Is it not time for the liquidator's gravy train to come to a halt?

Lawyers and liquidators have been riding the insolvency gravy train for too long. The public is starting to notice.

A Hong Kong judge's remark this month on the Peregrine insolvency – that the lawyers' relationship with the liquidator seemed “too cosy” – was telling.

When a liquidator gets appointed by a court, he is effectively given a blank cheque. His only brief is to recover as much money from the assets as possible. He decides what work is necessary and how long he should spend on it and therefore how big his and his partners' bill is going to be. He also decides which lawyers are going to advise him and what they should do to recover assets.

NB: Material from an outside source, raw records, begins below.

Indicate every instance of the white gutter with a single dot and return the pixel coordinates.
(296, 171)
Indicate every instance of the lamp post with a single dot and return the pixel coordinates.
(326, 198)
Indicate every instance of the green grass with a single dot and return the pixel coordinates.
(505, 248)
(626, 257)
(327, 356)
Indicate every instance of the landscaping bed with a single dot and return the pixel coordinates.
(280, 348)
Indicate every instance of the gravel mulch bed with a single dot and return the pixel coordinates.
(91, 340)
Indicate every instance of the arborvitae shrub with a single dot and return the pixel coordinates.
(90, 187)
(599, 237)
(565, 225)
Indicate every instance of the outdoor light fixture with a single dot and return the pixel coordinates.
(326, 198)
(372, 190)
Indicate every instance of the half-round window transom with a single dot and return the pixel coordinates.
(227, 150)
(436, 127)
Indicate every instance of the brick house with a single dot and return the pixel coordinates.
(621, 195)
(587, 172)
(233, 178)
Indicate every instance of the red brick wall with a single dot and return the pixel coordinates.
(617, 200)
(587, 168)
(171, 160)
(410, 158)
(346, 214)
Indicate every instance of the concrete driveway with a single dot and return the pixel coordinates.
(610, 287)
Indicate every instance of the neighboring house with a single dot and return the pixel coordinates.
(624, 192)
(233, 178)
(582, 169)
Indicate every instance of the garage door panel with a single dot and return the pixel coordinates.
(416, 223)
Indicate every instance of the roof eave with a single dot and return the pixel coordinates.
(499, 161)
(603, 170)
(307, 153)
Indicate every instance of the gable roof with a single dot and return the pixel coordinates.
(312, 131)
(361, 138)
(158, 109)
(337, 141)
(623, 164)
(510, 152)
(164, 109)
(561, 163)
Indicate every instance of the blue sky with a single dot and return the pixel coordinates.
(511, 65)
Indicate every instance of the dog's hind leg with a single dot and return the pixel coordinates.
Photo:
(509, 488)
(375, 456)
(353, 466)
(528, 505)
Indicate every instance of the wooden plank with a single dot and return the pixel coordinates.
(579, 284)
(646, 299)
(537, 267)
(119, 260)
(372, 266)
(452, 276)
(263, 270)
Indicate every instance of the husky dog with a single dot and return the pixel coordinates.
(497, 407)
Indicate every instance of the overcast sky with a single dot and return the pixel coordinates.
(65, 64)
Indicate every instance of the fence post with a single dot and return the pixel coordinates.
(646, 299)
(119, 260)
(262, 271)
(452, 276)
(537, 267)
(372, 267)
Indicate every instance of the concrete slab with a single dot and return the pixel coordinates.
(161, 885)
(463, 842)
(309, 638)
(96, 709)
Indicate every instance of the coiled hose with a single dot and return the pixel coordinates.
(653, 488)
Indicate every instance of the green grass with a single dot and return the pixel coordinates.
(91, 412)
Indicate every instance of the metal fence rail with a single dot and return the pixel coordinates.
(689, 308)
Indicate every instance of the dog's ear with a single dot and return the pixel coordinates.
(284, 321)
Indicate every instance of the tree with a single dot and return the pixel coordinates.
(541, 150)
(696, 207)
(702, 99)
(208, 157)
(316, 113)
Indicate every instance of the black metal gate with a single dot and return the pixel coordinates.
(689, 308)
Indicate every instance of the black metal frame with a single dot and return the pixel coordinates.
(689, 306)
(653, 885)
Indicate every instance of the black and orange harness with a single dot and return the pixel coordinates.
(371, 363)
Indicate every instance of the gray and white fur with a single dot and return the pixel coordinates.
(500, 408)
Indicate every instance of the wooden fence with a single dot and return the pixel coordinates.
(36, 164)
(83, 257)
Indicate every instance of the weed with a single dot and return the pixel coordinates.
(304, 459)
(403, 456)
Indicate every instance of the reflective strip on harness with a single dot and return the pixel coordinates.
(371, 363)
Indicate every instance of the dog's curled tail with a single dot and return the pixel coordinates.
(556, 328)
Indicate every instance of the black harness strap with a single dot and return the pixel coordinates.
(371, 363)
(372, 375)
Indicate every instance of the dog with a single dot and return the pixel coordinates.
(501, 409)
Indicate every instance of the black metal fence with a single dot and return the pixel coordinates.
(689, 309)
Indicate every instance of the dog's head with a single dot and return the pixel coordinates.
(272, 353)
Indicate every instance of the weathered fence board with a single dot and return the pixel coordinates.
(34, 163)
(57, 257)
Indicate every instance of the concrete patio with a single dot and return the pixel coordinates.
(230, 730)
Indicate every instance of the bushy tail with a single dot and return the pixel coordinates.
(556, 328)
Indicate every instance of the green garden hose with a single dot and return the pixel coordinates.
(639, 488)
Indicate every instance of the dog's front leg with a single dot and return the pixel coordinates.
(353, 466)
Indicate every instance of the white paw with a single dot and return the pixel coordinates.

When payday comes, he adds the lawyers' bill to his own and marks it as “disbursements”. So there might be a few hours added on here and there. What does he care? He is not paying for his lawyers' services, it all comes out of the assets recovered.

An accountant's bill cannot be taxed. So, laughably, in compulsory liquidations in this country, civil servants from the Department of Trade and Industry are supposed to be responsible for ensuring the fees are fair.

If the liquidator decides to set up a creditors' committee, and this is not compulsory, then the committee is supposed to take responsibility for monitoring fees. But a randomly assembled group of investors has no greater chance of knowing what fees are fair and successfully negotiating them down than a minor mandarin in Whitehall.

When it comes to the lawyers' bill, theoretically, the creditors or the liquidator can ask for it to be taxed. But the liquidator is not paying, and does not want to upset his helpful lawyers by questioning their bill. The creditors all have to agree to taxation.

Even if they are organised enough to elect representatives to sit on a committee, its members would have to convince the chairman, the liquidator himself.

It is to be hoped Mr Justice Ferris' long-awaited report into liquidators fees will call for a system of taxation for liquidators themselves. Or at least some kind of cap on their fees and that of their lawyers.

A couple of months ago, Mark Andrews, Wilde Sapte's senior partner, stood up at the Society for Practitioners of Insolvency conference in Paris and told assembled liquidators about the mysteries of fees taxation. When you are in the hands of a taxing master, he warned, you never know what is going to happen.

The delegates, apparently, were frightened out of their wits. Could their gravy train be about to hit the buffers? For the good of the investing public, and the reputation of the insolvency profession, let us hope so.